Apr 05, 2018 09:13 AM|zhulien|LINK
Thanks for the input but I just got more confused now. Why do we store the claims at all? The issuing authority creates a payload which contains user claims. The client sends this token to the server and the server just use this information to do further
processing. Why do we store the claims in the server at all? I see only one viable case for this and it is when we store/have absolutely no information about the users(in the sense of user accounts) and everything is coming from an authentication service who
is doing all of the user auth/info storage and we just store the claims because this is all the information we have for a given user.

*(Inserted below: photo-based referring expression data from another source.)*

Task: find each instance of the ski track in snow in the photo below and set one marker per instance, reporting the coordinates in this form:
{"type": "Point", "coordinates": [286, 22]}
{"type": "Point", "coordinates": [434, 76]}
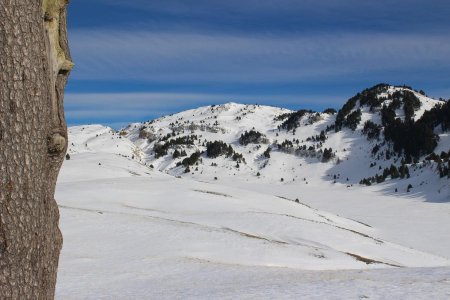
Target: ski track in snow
{"type": "Point", "coordinates": [135, 232]}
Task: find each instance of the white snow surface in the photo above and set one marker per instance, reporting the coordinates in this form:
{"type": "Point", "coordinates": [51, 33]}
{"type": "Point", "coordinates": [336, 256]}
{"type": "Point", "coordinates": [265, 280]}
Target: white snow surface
{"type": "Point", "coordinates": [136, 232]}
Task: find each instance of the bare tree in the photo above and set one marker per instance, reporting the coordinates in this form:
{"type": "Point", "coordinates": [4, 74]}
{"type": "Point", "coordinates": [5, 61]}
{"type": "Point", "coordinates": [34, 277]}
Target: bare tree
{"type": "Point", "coordinates": [34, 66]}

Apr 16, 2018 01:54 AM|Brando ZWZ|LINK
In my opinion, claim-Based access control allows better separation of authorization rules from the core business logic. When authorization rules change, the core business logic remain unaffected. There will be situations where you might prefer using Claim-Based
According to this
Sometimes claims aren't needed. This is an important disclaimer. Companies with a host of internal applications can use Integrated Windows Authentication to achieve many of the benefits provided by claims. Active Directory does
a great job of storing user identities, and because Kerberos is a part of Windows, your applications don't have to include much authentication logic. As long as every application you build can use Integrated Windows Authentication, you may have already reached
your identity utopia. However, there are many reasons why you might need something other than Windows authentication. You might have web-facing applications that are used by people who don't have accounts in your Windows domain. Another reason might be that
your company has merged with another company and you're having trouble authenticating across two Windows forests that don't (and may never) have a trust relationship. Perhaps you want to share identities with another company that has non-.NET Framework applications
or you need to share identities between applications running on different platforms (for example, the Macintosh). These are just a few situations in which claims-based identity can be the right choice for you.